Our four prior meetings in Hong Kong followed a fairly set routine. Very polite. Nice cups of tea and a ceremonial exchange of business cards before we get down to business. Jimmie Wong was different. Obviously a man in a hurry, he threw his cards across the table at us and jumped straight into it.
‘We buy and sell shelf companies’, he told us. ‘In Hong Kong, a listed shelf company can be worth US$50m, and we own six of them’.
No ordinary shelf company
A shelf company is a company that doesn’t do or own anything. So it might seem surprising that one is worth US$50m. But Jimmie’s shelf companies are different. They are already listed on the Hong Kong Stock Exchange, and therein lies their value. There are thousands of mainland Chinese companies that would like to access the abundant capital of the Hong Kong Stock Exchange. But criteria to get a new company listed via an IPO are almost impossible for most Chinese companies to meet.
So they buy one of Jimmie’s shelf companies and perform what’s known as a ‘back door listing’, raising hundreds of millions of dollars from investors keen for exposure to the Chinese growth story.
‘Of course, many of them are frauds’, says Jimmie, but that, too, is good for business. Jimmie owns the largest bankruptcy practice in Hong Kong. You can see his ads on TV. And, best of all, when the old shelf company goes bust, it returns to the fold and the whole process starts over again.
Jimmie was looking for pre-IPO funding and obviously talking to the wrong two guys. But his business is an insight into the wider Chinese economy. The capitalist, profit-seeking instinct is thriving. If there’s a buck to be found in even the tiniest nook or cranny, there is someone trying to extract it.
Unfortunately, much of that activity is misdirected.
Misdirected invisible hands
Adam Smith’s invisible hand works when firms innovate to become more profitable. Innovation leads to improved productivity and increased output for the whole economy.

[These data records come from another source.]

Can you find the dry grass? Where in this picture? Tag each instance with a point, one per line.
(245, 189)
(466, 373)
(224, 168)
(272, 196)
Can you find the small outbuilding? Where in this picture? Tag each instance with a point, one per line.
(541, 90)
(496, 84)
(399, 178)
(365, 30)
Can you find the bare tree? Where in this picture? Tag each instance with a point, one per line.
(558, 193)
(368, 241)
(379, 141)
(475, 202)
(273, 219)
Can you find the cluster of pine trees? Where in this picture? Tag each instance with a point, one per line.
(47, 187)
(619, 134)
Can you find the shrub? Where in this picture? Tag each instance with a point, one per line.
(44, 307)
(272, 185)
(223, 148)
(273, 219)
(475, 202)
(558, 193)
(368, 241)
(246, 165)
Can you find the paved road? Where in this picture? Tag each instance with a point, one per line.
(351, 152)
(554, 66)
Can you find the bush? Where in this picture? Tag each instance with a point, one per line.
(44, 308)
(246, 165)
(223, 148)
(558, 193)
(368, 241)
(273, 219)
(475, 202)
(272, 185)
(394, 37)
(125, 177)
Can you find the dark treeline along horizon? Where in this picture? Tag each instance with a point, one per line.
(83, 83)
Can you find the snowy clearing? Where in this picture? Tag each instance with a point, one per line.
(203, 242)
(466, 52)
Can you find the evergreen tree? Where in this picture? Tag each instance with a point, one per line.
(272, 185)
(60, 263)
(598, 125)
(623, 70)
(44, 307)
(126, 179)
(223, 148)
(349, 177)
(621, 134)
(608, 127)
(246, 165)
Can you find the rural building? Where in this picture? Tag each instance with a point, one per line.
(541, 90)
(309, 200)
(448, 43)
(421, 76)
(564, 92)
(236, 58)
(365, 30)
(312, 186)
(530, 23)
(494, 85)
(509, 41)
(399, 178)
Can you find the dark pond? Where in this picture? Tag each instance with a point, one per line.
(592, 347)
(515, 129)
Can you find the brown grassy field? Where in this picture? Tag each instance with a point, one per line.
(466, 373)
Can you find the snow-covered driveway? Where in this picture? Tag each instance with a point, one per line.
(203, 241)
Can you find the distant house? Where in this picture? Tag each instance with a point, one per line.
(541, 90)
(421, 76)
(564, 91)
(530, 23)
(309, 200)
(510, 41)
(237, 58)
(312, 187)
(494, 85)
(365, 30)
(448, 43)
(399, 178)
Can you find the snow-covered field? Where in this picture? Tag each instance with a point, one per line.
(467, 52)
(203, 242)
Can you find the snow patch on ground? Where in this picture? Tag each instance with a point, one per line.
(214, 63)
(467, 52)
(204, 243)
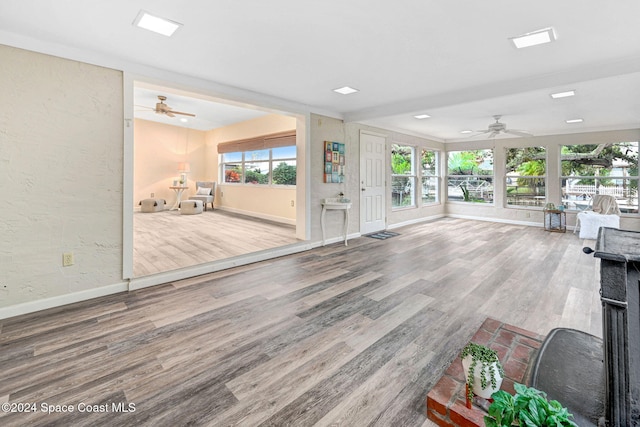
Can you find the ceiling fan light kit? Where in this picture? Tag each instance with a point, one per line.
(495, 129)
(162, 108)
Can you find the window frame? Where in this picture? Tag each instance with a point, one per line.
(412, 178)
(538, 204)
(491, 178)
(243, 167)
(435, 177)
(579, 205)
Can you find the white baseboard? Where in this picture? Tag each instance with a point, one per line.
(415, 221)
(43, 304)
(498, 220)
(211, 267)
(273, 218)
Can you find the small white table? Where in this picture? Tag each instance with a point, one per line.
(335, 203)
(179, 190)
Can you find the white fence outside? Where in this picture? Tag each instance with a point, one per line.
(611, 190)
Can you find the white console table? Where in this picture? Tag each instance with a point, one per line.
(336, 204)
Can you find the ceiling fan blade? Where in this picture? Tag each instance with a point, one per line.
(518, 132)
(183, 114)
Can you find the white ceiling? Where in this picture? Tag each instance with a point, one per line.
(449, 59)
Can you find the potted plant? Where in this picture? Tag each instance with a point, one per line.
(529, 407)
(482, 369)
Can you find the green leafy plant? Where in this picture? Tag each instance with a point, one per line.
(529, 407)
(487, 358)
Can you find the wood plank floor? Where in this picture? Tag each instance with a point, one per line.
(165, 241)
(339, 336)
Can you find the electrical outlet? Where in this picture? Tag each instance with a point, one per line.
(67, 259)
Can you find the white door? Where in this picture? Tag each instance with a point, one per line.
(372, 182)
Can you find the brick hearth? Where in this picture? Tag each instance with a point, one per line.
(517, 348)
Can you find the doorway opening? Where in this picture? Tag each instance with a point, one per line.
(175, 146)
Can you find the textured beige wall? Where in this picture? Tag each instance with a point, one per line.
(158, 148)
(61, 157)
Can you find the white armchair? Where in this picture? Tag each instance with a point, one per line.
(603, 211)
(205, 192)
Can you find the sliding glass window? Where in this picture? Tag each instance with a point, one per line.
(470, 176)
(525, 179)
(608, 168)
(429, 176)
(403, 176)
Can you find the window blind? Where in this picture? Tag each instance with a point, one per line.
(274, 140)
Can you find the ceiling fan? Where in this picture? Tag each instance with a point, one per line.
(498, 127)
(162, 108)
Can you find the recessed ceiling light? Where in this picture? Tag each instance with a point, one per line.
(346, 90)
(546, 35)
(563, 94)
(156, 24)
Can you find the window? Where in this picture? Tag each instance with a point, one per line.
(283, 166)
(429, 176)
(470, 176)
(608, 168)
(526, 176)
(276, 166)
(263, 160)
(403, 176)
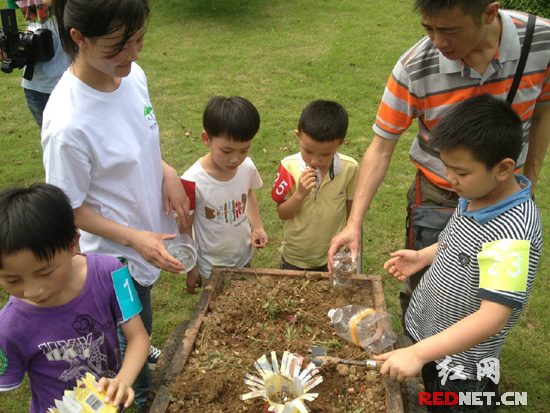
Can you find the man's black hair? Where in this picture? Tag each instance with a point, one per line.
(474, 8)
(486, 126)
(324, 121)
(39, 218)
(233, 118)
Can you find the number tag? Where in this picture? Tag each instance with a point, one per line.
(504, 265)
(126, 293)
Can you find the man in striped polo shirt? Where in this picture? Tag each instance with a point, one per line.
(483, 267)
(471, 48)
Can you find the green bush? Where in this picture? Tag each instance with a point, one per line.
(538, 7)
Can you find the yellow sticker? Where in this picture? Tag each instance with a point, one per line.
(504, 265)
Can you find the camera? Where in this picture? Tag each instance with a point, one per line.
(23, 49)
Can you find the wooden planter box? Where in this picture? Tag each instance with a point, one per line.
(185, 345)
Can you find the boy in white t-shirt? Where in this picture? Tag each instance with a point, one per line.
(225, 218)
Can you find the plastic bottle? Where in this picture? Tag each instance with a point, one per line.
(362, 326)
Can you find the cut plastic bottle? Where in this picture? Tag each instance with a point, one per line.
(363, 326)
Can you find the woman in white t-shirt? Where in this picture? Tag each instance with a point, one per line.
(101, 146)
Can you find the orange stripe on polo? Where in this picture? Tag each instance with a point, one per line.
(392, 117)
(433, 178)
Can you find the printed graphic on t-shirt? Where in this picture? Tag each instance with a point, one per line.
(150, 116)
(86, 353)
(3, 362)
(231, 212)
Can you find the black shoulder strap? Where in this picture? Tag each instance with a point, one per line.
(523, 58)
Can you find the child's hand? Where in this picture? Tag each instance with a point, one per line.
(116, 391)
(307, 182)
(194, 280)
(400, 365)
(258, 239)
(403, 264)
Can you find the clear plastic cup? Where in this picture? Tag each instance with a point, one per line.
(184, 249)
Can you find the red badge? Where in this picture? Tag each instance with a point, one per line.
(190, 191)
(282, 185)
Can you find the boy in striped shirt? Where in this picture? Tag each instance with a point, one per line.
(483, 266)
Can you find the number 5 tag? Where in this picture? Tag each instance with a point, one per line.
(504, 265)
(126, 293)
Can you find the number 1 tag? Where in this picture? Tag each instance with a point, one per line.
(126, 293)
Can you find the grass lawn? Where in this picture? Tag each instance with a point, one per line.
(281, 55)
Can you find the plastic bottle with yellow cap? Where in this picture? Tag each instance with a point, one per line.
(363, 326)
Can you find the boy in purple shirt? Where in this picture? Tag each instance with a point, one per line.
(61, 318)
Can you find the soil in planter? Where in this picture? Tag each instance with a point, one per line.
(253, 317)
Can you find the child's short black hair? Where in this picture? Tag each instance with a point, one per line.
(486, 126)
(474, 8)
(324, 121)
(39, 218)
(233, 118)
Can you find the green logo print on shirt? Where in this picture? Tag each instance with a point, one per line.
(150, 116)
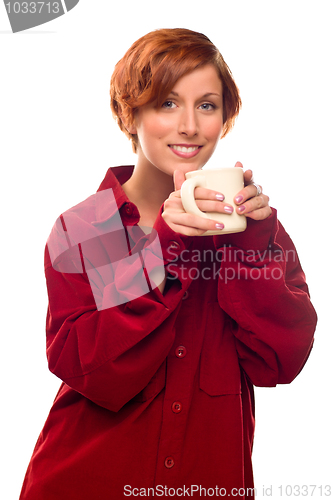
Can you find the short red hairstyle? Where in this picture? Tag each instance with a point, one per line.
(151, 67)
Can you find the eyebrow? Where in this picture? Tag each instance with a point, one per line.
(208, 94)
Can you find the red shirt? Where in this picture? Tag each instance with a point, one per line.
(157, 393)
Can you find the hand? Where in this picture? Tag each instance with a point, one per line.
(189, 224)
(249, 203)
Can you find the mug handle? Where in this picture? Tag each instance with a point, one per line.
(187, 195)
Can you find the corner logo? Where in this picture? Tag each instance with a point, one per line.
(24, 15)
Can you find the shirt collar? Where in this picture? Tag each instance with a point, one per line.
(106, 208)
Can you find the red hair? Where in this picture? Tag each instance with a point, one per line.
(151, 67)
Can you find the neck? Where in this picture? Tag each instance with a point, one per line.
(148, 188)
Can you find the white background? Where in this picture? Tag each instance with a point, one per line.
(58, 139)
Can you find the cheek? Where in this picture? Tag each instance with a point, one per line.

In China, the easiest path to riches is still knowing (or being) the right government official, having access to artificially cheap funding costs or knowing which loopholes to exploit. The richest 70 delegates in China’s National People’s Congress have a combined net worth of US$89.8bn, according to Bloomberg, versus just US$7.5bn ‘for the 660 top officials in the three branches of the US Government’.
There is nothing cultural stopping China becoming the richest country in the world. The desire to progress is at least as prevalent as the US. But if that is what they want, the government needs to make sure those profit seeking instincts are focussed on activities that benefit the wider economy and the whole population, not just the well connected. And there are a lot of powerful vested interests hell bent on ensuring that doesn’t happen.